Officials: computer error likely caused Soyuz ballistic descent


STAR CITY - A computer software error likely sent a Russian spacecraft into a rare ballistic descent that subjected the three men on board to chest-crushing gravity loads that made it hard to breathe, space experts said Tuesday.

If that proves to be the case, it should be an easy repair and the two new residents of the international space station should have nothing to fear when it's their turn to ride a Soyuz capsule back to Earth this fall.

A cosmonaut whose own Soyuz landing two years ago was steep but not ballistic, Talgat Musabayev, said Russian space experts believe the problem was caused by software in the guidance computer that was installed in the Soyuz TMA-1 spaceship. It was the first time the new, modified spaceship had been used in re-entry. Astronaut Kenneth Bowersox, the commander of the 5 1/2-month mission, said he and his crewmates knew what was coming when the computer display suddenly switched from a normal to a ballistic entry Sunday.

The capsule came in considerably steeper than planned, and the men endured more than eight times the force of gravity, double the usual amount.

"It was easier than I thought it was going to be," Bowersox told reporters at cosmonaut training headquarters outside Moscow. "There's a lot of pressure on your chest and when you come back from space, just one-G makes you feel heavy.

"So it's hard to breathe and your tongue sort of slips in your head and toward the back of your throat."

Astronaut Donald Pettit noted: "For me, for a moment, it felt like I was Atlas and I had the weight of the whole world on my shoulders."

Their capsule landed nearly 500 kilometers (300 miles) off-target in Kazakhstan. Two hours passed before anyone knew where they were or how they were doing - indeed, whether they were even alive.

During a crowded news conference, the Russian cosmonaut who was in charge of the Soyuz, Nikolai Budarin, said no one on board did anything to trigger the backup computer program for a ballistic re-entry.

"It's for the specialists to figure out what was the cause," Budarin said. "Let's wait and see, but now I can say that it was not our own doing."
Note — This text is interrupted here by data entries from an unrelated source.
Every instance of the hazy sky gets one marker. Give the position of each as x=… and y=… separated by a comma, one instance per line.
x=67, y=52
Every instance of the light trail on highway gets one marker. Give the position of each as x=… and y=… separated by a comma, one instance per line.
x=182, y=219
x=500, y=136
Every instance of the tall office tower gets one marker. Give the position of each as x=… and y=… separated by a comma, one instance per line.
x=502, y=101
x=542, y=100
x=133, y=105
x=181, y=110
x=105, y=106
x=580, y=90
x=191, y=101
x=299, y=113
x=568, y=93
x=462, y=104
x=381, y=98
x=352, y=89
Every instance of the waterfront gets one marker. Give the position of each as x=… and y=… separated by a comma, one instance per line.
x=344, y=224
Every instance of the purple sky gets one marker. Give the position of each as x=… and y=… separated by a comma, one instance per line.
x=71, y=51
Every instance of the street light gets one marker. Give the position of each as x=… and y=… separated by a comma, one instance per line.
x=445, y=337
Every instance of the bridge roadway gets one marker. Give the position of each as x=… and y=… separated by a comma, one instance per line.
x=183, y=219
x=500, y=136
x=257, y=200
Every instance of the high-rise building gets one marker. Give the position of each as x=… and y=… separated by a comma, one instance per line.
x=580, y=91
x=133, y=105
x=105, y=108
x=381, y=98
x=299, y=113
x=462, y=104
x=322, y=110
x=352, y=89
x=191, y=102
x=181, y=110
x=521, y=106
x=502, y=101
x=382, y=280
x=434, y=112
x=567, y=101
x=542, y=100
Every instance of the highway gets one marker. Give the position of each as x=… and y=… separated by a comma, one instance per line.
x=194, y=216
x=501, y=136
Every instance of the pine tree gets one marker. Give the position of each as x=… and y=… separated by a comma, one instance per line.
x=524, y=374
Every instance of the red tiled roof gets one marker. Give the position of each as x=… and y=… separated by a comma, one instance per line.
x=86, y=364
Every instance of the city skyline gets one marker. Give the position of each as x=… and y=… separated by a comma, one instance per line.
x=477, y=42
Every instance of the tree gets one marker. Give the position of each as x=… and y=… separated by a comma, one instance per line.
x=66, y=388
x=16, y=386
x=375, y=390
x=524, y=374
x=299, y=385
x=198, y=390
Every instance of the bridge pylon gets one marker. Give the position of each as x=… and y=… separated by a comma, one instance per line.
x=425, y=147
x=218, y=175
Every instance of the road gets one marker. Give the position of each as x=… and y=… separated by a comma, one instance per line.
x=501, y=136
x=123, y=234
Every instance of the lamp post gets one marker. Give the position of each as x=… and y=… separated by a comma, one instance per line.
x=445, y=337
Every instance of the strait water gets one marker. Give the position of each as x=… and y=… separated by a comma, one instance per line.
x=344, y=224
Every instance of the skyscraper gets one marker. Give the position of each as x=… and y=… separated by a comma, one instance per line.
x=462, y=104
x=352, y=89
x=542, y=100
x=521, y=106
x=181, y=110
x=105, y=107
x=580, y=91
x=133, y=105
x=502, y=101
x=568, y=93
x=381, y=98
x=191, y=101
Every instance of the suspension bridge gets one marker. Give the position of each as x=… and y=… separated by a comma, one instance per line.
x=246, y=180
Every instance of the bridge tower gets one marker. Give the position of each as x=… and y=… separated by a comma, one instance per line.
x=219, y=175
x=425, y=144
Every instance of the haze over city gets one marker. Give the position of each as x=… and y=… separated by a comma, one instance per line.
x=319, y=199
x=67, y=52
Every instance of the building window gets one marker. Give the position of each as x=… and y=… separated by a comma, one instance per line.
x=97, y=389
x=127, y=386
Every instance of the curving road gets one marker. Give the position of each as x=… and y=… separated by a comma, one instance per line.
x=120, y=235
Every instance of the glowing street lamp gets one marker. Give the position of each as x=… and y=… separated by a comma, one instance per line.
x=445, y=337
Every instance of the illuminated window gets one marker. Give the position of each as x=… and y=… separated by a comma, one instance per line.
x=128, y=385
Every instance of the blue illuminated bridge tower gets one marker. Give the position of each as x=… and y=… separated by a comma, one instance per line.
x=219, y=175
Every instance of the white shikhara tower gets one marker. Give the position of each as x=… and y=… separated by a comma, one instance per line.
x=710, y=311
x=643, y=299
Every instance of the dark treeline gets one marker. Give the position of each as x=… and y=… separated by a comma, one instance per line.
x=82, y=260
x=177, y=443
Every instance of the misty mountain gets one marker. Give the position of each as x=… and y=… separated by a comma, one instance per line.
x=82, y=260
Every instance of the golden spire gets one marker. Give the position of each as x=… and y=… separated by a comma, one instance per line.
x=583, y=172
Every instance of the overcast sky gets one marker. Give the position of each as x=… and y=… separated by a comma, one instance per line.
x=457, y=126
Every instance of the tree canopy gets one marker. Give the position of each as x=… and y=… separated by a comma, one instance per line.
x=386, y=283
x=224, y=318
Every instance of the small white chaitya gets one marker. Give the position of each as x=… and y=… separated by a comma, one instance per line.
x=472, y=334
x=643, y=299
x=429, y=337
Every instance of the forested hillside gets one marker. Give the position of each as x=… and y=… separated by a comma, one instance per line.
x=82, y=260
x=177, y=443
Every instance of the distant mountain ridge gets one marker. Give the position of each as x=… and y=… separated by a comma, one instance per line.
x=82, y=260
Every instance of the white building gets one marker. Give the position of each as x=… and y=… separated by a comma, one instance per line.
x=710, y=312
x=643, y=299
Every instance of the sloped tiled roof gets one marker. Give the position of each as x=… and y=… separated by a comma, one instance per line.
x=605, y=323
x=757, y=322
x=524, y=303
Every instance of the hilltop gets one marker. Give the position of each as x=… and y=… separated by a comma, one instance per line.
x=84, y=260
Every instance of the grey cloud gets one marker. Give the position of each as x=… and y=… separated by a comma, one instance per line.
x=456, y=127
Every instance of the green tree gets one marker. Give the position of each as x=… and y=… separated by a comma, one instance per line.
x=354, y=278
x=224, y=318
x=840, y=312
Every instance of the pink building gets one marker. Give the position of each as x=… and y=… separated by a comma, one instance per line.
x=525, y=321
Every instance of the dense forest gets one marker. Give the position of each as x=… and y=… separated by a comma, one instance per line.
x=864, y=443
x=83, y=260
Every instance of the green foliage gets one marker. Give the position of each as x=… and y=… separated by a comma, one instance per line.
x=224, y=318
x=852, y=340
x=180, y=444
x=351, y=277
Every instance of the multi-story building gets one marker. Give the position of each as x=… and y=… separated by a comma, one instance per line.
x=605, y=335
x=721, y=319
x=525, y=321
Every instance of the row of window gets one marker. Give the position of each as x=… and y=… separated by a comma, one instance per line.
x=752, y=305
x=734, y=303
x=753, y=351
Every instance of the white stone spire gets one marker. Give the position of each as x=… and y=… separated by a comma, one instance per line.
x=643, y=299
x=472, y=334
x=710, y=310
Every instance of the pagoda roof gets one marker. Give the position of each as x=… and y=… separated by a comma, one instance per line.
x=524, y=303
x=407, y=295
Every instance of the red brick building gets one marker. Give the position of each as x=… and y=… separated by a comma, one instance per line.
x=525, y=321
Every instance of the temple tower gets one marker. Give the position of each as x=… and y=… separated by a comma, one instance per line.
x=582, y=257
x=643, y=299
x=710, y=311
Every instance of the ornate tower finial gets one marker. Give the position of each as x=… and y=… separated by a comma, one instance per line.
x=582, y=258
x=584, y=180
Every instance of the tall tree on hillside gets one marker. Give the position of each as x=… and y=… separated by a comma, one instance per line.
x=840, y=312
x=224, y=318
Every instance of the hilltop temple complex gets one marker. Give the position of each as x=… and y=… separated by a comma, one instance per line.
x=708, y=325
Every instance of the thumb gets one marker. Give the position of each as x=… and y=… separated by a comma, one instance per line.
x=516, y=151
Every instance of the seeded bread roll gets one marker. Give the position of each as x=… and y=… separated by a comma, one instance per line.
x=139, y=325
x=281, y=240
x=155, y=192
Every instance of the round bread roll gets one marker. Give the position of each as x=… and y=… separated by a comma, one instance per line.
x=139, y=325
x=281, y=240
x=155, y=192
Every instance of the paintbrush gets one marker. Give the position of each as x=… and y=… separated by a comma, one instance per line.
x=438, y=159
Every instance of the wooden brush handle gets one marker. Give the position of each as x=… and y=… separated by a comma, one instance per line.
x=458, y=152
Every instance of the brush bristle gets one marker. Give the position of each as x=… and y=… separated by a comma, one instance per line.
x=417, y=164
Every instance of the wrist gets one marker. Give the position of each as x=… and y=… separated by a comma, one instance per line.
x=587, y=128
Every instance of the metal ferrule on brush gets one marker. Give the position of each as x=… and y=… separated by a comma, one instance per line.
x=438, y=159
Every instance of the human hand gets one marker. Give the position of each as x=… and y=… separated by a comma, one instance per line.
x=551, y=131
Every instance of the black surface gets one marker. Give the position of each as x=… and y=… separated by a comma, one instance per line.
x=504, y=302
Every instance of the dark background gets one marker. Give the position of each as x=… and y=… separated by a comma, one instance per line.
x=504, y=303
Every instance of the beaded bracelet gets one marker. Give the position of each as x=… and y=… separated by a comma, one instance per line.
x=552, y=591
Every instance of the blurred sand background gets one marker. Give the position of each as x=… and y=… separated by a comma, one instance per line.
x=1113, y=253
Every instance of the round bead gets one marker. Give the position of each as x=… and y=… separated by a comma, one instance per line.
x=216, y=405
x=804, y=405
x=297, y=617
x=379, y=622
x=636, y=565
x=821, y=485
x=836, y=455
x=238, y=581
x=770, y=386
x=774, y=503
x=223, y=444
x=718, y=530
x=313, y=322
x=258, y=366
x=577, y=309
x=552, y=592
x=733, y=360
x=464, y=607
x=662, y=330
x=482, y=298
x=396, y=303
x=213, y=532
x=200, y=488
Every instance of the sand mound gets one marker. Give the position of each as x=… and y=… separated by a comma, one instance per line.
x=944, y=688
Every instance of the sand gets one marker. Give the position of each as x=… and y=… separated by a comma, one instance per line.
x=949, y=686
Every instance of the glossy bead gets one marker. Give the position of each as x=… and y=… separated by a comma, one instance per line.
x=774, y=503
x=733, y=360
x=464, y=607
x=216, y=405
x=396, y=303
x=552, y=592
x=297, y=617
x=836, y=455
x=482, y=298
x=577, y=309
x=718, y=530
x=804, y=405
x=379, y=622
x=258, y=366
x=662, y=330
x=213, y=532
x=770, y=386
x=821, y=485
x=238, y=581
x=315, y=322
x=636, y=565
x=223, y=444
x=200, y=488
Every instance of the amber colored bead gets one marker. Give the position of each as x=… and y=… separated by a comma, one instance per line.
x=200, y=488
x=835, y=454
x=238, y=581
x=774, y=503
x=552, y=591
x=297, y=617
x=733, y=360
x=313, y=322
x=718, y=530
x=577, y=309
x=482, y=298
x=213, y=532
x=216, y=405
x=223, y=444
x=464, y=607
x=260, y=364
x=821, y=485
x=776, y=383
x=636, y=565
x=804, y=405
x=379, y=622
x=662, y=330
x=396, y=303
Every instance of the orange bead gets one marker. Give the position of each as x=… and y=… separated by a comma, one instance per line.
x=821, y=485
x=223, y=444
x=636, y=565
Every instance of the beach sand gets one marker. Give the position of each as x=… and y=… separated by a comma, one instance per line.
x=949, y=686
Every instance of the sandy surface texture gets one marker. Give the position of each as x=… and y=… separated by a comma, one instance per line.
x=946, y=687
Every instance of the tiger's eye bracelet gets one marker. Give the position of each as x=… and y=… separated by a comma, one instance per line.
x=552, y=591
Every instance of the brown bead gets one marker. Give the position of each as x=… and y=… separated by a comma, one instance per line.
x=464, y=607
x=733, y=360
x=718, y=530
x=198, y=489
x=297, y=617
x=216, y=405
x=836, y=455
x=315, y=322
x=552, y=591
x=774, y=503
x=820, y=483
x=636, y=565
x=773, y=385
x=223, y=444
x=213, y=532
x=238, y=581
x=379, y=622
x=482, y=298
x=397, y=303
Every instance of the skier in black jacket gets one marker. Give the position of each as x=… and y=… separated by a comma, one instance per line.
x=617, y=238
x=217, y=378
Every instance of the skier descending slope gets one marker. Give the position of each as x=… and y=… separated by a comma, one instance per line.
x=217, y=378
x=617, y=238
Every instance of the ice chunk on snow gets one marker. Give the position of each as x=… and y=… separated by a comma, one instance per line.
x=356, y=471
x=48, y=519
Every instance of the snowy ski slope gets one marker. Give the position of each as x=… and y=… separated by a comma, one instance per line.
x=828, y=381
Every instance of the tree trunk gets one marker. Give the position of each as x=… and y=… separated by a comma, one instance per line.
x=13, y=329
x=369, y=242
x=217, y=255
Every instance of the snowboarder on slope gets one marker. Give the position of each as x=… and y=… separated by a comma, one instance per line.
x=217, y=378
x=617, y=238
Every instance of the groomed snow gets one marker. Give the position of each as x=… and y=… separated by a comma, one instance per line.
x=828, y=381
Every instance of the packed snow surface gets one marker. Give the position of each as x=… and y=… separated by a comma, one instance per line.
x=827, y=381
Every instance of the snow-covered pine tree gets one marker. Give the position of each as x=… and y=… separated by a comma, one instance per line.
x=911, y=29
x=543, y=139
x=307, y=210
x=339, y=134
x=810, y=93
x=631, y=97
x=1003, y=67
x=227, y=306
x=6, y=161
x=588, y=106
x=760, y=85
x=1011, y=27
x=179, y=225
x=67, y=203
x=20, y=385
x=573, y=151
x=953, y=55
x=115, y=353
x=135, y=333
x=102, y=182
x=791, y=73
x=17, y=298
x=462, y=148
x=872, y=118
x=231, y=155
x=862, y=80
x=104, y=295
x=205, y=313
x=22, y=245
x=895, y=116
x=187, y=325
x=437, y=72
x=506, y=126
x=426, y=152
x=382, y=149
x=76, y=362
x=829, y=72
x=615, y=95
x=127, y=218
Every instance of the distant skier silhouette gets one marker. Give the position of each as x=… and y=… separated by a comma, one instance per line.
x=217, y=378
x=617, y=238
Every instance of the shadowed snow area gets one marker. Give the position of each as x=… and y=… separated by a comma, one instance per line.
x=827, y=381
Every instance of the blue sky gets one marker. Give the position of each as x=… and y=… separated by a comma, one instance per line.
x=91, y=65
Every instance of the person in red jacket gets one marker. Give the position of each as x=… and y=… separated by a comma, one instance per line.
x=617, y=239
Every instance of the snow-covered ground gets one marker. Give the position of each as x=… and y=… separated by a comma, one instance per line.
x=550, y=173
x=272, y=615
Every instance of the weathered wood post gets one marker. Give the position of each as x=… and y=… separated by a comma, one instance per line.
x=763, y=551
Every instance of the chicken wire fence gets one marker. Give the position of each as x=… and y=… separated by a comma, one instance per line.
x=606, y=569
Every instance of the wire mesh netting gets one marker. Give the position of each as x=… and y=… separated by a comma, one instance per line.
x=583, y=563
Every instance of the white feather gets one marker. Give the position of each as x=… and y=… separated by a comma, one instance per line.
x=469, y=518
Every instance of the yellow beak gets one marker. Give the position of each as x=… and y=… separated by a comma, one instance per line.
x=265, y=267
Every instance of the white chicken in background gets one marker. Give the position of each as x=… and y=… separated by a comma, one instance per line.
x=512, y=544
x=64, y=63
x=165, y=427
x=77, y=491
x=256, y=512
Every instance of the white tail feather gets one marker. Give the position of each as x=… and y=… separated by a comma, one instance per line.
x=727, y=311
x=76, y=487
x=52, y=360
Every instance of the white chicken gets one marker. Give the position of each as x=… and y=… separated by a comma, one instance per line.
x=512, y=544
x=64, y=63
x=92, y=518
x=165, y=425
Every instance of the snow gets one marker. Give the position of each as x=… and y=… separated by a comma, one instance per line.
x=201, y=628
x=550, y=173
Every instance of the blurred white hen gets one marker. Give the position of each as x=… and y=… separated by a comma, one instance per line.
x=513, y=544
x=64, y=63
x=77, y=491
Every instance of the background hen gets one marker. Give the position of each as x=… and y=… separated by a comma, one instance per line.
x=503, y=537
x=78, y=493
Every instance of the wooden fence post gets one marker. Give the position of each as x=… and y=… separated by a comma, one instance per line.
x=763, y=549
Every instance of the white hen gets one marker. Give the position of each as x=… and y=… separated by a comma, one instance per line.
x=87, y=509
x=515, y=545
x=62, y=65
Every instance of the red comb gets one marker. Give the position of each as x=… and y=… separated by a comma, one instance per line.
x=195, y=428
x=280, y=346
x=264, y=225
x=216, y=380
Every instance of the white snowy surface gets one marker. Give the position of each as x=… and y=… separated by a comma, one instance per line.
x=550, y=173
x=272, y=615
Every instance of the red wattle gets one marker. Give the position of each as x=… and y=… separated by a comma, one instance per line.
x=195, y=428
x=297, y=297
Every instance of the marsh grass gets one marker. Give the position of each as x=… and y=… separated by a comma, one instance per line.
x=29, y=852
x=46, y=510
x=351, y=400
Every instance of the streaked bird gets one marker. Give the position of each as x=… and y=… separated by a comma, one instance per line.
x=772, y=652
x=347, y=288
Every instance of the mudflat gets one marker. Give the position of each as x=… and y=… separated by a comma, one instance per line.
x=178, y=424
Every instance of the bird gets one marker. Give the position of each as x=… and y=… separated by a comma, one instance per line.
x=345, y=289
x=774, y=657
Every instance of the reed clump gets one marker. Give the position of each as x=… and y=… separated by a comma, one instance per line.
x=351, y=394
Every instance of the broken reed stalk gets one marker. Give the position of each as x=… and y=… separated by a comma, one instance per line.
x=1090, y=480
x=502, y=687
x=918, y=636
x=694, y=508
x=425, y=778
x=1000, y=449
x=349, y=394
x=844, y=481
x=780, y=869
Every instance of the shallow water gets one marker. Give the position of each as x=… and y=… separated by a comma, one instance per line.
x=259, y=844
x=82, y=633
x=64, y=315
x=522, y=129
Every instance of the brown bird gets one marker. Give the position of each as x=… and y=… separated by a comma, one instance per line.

Bowersox, a test pilot who assisted Budarin during the descent, said he does not believe the crew made any errors, but acknowledged, "You just never know for sure."

"In these types of situations, everything happens fast, sort of a blur, and it's best not to be too positive," Bowersox said. "The tape recorders are much better at analyzing the truth than the humans are."

Pettit still looked weak and a little shaky. He had to be supported following Sunday's landing and could barely walk.

He said he was glad to have some privacy at touchdown.

"We'd been prepared that the landing site was going to be a bit of a mob scene with lots of people and hustle and bustle and everything, and I was actually relieved to ooze out of the spacecraft and lay on Mother Earth and just have a solitude moment in which to get reacquainted," he said.

The spacemen actually had four hours by themselves; that's how long it took helicopters to arrive.

Pettit said being tall and skinny, and a first-time space flier, made his transition to gravity all the more difficult.

"I've had a little more trouble walking around than others," said the 165-pound 6-footer (75-kilogram, 1 meter, 80-centimeter), "but I guess I fall in both of those categories."

Bowersox and Pettit will recuperate at Star City for two more weeks before flying back home to Houston with their wives, who sat in on the press conference and beamed with pride.

They are the first NASA astronauts to return to Earth in a Russian spacecraft.